Das Publikum wurde erfreulicherweise jeweils zu Beginn eines Vortrages über das vorliegen vonInteressenkonflikten informiert, wie es die SAMW-Richtlinien vorsehen. Prof. Kappos und Derfuss erklärten, dass ihre Forschung auch von grossen Pharmaunternehmen finanziert wird, da die staatliche Finanzierung nicht ausreichend ist. Diese Transparenz ermöglicht dem Publikum das Gehörte eigenständig einzuordnen.
Das war ein gelungener und gut besuchter Anlass. Mit ca. 500 Teilnehmern zählt dieser Anlass zu den grösseren fachorientierten Publikumsveranstaltungen. Die Vorbereitung war gut und die Organisation klappte reibungslos.

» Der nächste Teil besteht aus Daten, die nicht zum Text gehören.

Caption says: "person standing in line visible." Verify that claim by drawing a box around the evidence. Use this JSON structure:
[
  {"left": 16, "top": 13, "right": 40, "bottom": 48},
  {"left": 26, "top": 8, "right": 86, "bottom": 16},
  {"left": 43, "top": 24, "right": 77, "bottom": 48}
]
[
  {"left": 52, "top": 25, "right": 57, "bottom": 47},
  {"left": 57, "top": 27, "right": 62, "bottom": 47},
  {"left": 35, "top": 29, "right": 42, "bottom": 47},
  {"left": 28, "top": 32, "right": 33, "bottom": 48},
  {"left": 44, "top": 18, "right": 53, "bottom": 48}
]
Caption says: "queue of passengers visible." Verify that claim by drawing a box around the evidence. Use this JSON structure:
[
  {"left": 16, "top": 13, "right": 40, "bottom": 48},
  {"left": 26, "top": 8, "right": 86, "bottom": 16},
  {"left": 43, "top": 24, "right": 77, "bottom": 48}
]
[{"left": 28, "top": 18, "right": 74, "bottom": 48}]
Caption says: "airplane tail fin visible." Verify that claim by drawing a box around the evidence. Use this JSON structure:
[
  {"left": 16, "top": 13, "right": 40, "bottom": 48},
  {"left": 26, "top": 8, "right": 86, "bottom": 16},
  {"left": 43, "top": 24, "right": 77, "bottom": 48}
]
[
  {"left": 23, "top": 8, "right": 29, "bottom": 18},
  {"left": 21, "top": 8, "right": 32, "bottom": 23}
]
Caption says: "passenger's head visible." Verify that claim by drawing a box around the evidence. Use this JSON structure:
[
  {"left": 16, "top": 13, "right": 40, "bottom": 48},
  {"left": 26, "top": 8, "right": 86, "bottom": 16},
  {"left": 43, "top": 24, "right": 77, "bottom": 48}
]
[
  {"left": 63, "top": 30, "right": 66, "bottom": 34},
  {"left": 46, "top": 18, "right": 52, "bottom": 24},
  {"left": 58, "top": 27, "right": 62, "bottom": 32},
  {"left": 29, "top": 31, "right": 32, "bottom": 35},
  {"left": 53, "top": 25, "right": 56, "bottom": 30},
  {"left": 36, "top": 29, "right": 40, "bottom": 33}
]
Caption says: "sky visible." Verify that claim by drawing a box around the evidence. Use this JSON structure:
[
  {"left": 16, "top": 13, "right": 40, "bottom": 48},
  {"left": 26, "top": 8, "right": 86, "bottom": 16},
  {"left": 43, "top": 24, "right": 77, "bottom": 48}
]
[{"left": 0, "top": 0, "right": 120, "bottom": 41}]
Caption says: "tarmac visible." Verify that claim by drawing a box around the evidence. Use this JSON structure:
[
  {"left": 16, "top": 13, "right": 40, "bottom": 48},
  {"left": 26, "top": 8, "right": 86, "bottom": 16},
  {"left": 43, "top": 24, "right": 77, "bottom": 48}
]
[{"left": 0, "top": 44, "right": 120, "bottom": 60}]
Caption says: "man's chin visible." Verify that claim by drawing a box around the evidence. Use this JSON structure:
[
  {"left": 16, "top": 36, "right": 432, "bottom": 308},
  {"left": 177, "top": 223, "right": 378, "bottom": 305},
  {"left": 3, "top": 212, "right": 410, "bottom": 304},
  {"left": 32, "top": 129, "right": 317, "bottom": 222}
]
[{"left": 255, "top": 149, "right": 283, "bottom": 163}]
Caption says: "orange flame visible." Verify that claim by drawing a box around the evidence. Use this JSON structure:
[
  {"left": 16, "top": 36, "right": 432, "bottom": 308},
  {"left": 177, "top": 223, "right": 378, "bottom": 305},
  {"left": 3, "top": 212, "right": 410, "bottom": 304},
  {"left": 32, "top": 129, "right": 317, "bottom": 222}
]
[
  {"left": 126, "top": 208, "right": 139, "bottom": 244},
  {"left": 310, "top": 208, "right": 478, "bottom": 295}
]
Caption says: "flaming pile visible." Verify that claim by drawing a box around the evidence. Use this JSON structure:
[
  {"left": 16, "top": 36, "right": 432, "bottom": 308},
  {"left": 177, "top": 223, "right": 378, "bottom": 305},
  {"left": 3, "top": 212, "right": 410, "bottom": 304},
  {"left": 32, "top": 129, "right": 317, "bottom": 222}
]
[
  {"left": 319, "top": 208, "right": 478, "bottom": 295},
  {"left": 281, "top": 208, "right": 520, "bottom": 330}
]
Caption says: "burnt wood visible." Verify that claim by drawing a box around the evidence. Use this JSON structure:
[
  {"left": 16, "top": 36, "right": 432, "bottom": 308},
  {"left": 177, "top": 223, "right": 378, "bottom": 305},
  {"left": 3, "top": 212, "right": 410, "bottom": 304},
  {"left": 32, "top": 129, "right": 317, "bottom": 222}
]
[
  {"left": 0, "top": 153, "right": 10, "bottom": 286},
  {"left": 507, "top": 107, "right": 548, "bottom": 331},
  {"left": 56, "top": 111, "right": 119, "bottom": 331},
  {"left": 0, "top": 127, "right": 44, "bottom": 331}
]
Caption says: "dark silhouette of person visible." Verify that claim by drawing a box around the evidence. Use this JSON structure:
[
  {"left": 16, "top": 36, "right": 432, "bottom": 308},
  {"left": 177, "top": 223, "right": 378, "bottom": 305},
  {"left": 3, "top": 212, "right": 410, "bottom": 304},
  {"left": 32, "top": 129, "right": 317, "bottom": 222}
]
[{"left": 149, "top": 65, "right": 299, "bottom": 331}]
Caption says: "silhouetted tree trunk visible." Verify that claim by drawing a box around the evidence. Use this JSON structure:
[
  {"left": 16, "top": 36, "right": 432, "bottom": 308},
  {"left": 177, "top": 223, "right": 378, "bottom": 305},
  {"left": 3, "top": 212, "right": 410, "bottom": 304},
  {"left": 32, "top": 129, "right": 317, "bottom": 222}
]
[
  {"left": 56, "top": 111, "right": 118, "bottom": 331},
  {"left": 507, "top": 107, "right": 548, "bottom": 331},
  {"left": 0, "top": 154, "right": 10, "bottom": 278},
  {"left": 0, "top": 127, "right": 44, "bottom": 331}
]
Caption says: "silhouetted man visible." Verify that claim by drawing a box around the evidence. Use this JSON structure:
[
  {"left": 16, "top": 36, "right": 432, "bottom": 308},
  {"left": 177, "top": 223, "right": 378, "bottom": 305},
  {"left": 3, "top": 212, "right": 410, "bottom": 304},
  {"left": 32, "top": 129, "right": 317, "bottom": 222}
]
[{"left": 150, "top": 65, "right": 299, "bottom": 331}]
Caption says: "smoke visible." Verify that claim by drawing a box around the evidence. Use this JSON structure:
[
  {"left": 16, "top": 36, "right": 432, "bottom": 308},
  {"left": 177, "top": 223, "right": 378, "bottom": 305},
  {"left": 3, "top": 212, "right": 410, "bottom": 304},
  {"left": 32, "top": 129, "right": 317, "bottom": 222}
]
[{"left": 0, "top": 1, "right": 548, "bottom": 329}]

Die Vorträge waren ausnahmslos gut verständlich und informativ. Persönlich am interessantesten fand ich die Vorträge über die optische Kohärenztomografie (OCT) und den Stress. Es wurde angekündigt, dass die Folien in etwa zwei Wochen ins Netz gestellt werden.
Ein solcher Anlass ist ein guter Weg für die Wissenschaftler ihren Wissensstand und ihre Haltung, wie beispielsweise beim Thema Impfen, dem Publikum zu vermitteln.
Die MS-Gesellschaft hatte einen Infostand mit Broschüren aufgestellt. Mitarbeiterinnen standen für Fragen zur Verfügung. Ein solcher Anlass gibt die Möglichkeit die Köpfe hinter den Texten und Broschüren zu sehen.
Ich versuchte die wesentlichen Informationen der Veranstaltung ausgewogen wiederzugeben. Ich hoffe dieser Bericht war hilfreich.
Die Vorträge können als PDF heruntergeladen werden, siehe News-Meldung der MS-Gesellschaft.
Gemäss Wikipedia wird 4-Aminopyridin / Fampridin unter dem Markennamen Avitrol® ebenfalls als Vogelgift vertrieben. Ist dies eine Frage der Dosis?
Während dem Schreiben dieses Artikels ist mir eine eigene Frage in den Sinn gekommen: Wer ist von Redner wie geimpft? Dies wäre interessant zu wissen, denn man soll Leute nicht Worten, sondern nach Taten beurteilen.